El museo es uno de esos museos modernos, interactivos, en los que se toca y se participa. Uno puede pasear por una aldea de la Galicia austríaca o recorrer una calle de Varsovia, sentarse en un cine, leer la prensa de entreguerras, entrar en una sinagoga de madera, escuchar y ver a los habitantes de un mundo perdido. No se evita en el museo la violencia antisemita, no se pasa por encima de las persecuciones y pogromos, ni de la final destrucción provocada por los nazis y sus ayudantes, se habla también de los guetos -claro- y de Auschwitz y Treblinka. Se habla también -lo que es a mi juicio uno de los principales valores del museo- de la época de la posguerra, cuando los supervivientes de los campos volvían a sus casas para encontrarse que estaban ocupadas por otros y verse de nuevo perseguidos por quienes también habían sido víctimas. Y no se olvida el cinismo de los gobernantes comunistas que utilizaron en 1968 el antisemitismo como herramienta para doblegar a la oposición que pedía reformas democráticas y empujar a muchos de los últimos judíos de Polonia a una emigración final y aún más amarga, por inesperada y absurda.
Pero no esto lo que domina en el museo. En Polin -como los judíos llamaban a Polonia-, lo que está por encima de todo es la memoria de la vida, de una vida imposible de recuperar, pero cuyo recuerdo no es -no debe ser- nostalgia vana de un pasado perdido. Al contrario: visitar este lugar de la memoria nos debe hacer recordar que lo normal en el mundo ha sido siempre la multiculturalidad, la mezcla de lenguas y culturas, la capacidad de vivir incluso en conflicto, pero siempre en contacto, unos con otros. En Europa lo anormal, lo extraño, lo aberrante, ha sido siempre el monolingüismo, la monocultura, la homogeneidad y el intento de asimilar todo a un solo patrón, toda divergencia del modelo, todo disidente a la cultura mayoritaria.
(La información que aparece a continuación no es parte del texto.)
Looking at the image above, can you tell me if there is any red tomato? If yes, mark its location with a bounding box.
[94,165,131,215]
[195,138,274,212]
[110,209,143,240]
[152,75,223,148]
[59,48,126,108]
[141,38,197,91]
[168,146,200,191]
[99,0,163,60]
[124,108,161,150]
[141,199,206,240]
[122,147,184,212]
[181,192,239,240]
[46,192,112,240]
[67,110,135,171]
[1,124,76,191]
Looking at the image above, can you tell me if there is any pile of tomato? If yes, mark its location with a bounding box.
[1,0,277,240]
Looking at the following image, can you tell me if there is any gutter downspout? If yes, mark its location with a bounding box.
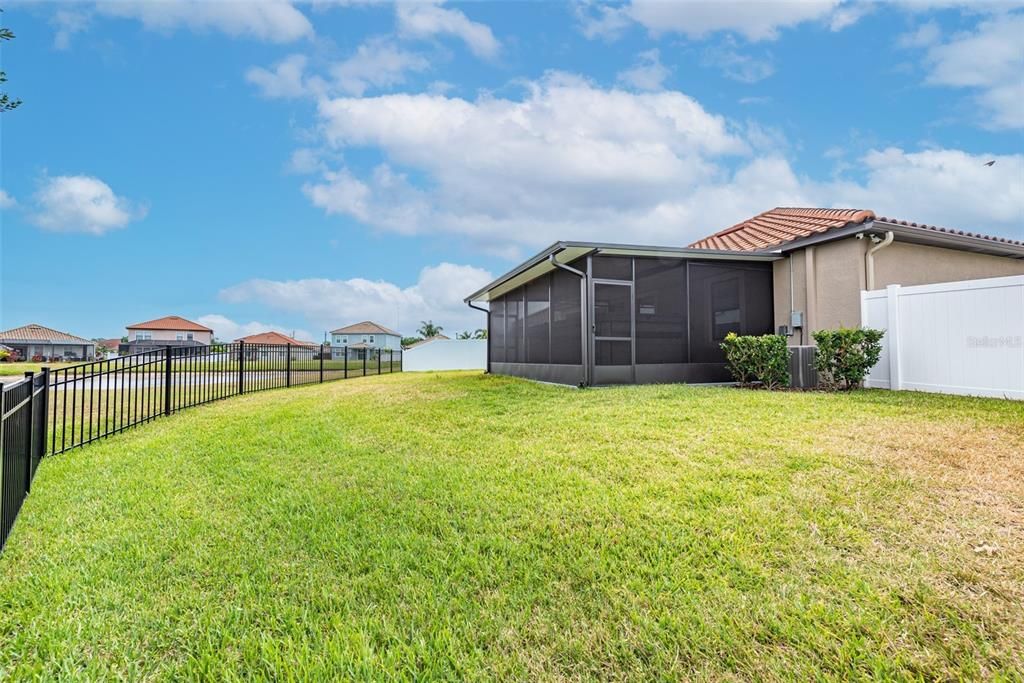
[864,230,895,292]
[466,301,490,375]
[548,254,590,386]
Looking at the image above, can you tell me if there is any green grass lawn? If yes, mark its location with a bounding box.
[0,373,1024,681]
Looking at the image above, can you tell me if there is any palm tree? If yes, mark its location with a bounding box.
[416,321,444,339]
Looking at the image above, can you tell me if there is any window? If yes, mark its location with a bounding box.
[689,263,772,362]
[635,258,687,364]
[526,275,551,362]
[594,284,633,338]
[551,270,583,366]
[487,298,505,362]
[505,287,526,362]
[591,256,633,280]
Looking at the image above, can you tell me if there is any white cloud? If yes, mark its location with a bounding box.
[395,1,501,59]
[290,74,1024,248]
[701,40,775,83]
[50,7,91,50]
[246,54,308,97]
[617,48,672,90]
[331,38,430,95]
[95,0,313,43]
[824,147,1024,239]
[218,263,493,335]
[581,0,847,41]
[908,13,1024,129]
[246,37,430,98]
[31,175,146,234]
[304,74,750,253]
[196,313,313,341]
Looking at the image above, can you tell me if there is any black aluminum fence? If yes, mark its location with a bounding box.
[0,373,48,549]
[0,343,401,549]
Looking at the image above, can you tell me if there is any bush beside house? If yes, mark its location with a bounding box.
[721,332,790,389]
[812,328,885,390]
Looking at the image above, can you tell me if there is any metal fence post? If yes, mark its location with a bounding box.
[239,342,246,394]
[39,368,50,460]
[25,371,36,494]
[164,346,171,415]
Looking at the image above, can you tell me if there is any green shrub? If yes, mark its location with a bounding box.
[811,328,885,390]
[721,332,790,389]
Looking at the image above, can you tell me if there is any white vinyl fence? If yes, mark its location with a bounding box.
[860,275,1024,399]
[401,339,487,373]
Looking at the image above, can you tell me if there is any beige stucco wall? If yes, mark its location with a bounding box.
[874,242,1024,290]
[128,330,213,344]
[774,237,1024,345]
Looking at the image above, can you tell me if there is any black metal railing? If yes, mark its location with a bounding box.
[0,373,48,549]
[0,342,401,549]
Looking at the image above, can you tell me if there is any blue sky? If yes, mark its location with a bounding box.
[0,0,1024,339]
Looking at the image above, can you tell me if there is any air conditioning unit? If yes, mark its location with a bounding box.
[790,346,818,389]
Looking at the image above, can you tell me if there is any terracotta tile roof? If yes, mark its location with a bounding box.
[874,216,1024,247]
[0,323,95,344]
[331,321,401,337]
[127,315,213,332]
[234,331,316,346]
[690,207,874,251]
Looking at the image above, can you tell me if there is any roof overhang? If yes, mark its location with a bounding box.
[463,242,780,303]
[773,220,1024,259]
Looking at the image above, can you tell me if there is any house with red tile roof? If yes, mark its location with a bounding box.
[120,315,213,355]
[465,207,1024,386]
[690,207,1024,344]
[0,323,96,360]
[234,331,316,346]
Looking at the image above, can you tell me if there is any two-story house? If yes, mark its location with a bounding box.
[119,315,213,355]
[331,321,401,358]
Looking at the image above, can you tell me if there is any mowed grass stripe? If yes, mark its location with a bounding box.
[0,373,1024,680]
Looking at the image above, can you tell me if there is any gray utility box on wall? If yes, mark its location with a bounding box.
[790,346,818,389]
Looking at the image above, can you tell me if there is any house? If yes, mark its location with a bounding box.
[0,323,96,360]
[119,315,213,355]
[234,331,319,360]
[690,208,1024,345]
[331,321,401,359]
[466,208,1024,385]
[96,339,121,360]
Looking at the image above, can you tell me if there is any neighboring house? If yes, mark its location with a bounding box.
[466,204,1024,385]
[96,338,121,360]
[0,323,96,360]
[404,335,452,351]
[234,332,319,359]
[119,315,213,355]
[331,321,401,357]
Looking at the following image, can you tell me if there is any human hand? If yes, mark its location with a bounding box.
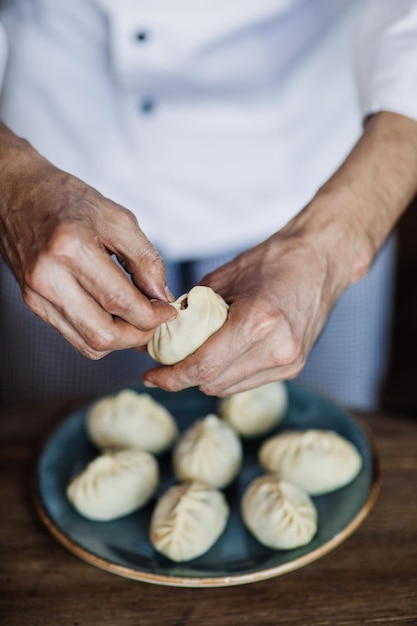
[0,127,176,359]
[144,111,417,396]
[144,224,354,396]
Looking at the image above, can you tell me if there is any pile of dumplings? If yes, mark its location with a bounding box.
[67,382,362,562]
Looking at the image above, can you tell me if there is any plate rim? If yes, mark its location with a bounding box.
[31,390,381,589]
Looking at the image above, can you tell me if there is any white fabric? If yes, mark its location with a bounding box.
[2,0,360,259]
[0,0,417,408]
[356,0,417,119]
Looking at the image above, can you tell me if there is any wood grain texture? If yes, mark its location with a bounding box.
[0,402,417,626]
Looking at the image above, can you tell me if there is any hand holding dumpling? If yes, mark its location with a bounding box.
[148,286,229,365]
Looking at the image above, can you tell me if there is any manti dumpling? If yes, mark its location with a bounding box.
[173,414,242,489]
[85,389,178,454]
[259,429,362,495]
[67,448,159,521]
[148,285,229,365]
[219,382,288,437]
[241,475,317,550]
[150,482,230,561]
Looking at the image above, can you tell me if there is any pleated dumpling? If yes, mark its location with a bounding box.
[67,448,159,521]
[148,285,229,365]
[259,429,362,495]
[241,475,317,550]
[85,389,178,454]
[173,414,242,489]
[219,382,288,437]
[150,482,230,562]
No les sirvió a los nazis: no aniquilaron a los judíos; en el barrio del antiguo gueto, donde hoy me encuentro frente al museo, pasando frío y viendo correr al perro de la señora, el gris dará paso en unos meses -lo sé, lo he visto- a una primavera polaca de un verde intenso. Y de la misma forma, no muy lejos de allí, está el colegio judío, en el que hoy conviven hoy niños polacos judíos y cristianos. No sólo quedan memoria, no sólo hay esperanzas. Hay también, pese a todo, realidades.